COHEN: Listener Elizabeth Sharon(ph), and we hope we got your last name right. She comes to us from Clemens, North Carolina and she wrote that she's considering giving up wasting time on the computer - this maybe my last email in a while, she wrote - and using that formerly wasted time to keep up with my household chores or volunteer more. Good for me, good for the family - these kinds of sacrifice is won't cost us money but will improve everyone's holiday of life without the financial cost.
BRAND: We also got response from people who are aiming for a little self-improvement.

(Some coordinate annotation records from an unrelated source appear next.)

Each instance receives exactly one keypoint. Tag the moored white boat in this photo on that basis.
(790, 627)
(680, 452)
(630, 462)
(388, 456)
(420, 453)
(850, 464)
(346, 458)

AMANDA VELASQUEZ: My name is Amanda Velasquez(ph) from Pasadena, California. I've been planning to give up sugar this year for Lent. I figure it would be challenging and a good chance to remember Lent during each craving. My husband decided to act something this year, a daily walk each morning.
BRAND: Adrian Gilley(ph) of Tulsa, Oklahoma wrote, I'm giving up gossip and hoping this will lead to an overall improvement in controlling my tongue. Lent for me is often more spiritual than material. Well, at least that's the goal.
COHEN: And here's one from Michael Getts of Boston. I'm giving up alcohol for Lent. As someone who greatly enjoys a good glass of wine or strong martini, it certainly qualifies as a sacrifice but it allows for consistently clear head to ponder the big questions.
BRAND: And of course, we had a listener who is taking the opposite approach for Lent.
COHEN: Matt Drew(ph) writes, I've chosen to stop giving things ujp.
BRAND: Matt Drew, coincidentally or not from Las Vegas, Nevada, Sin City. We understand, give up nothing Matt. You deserve it.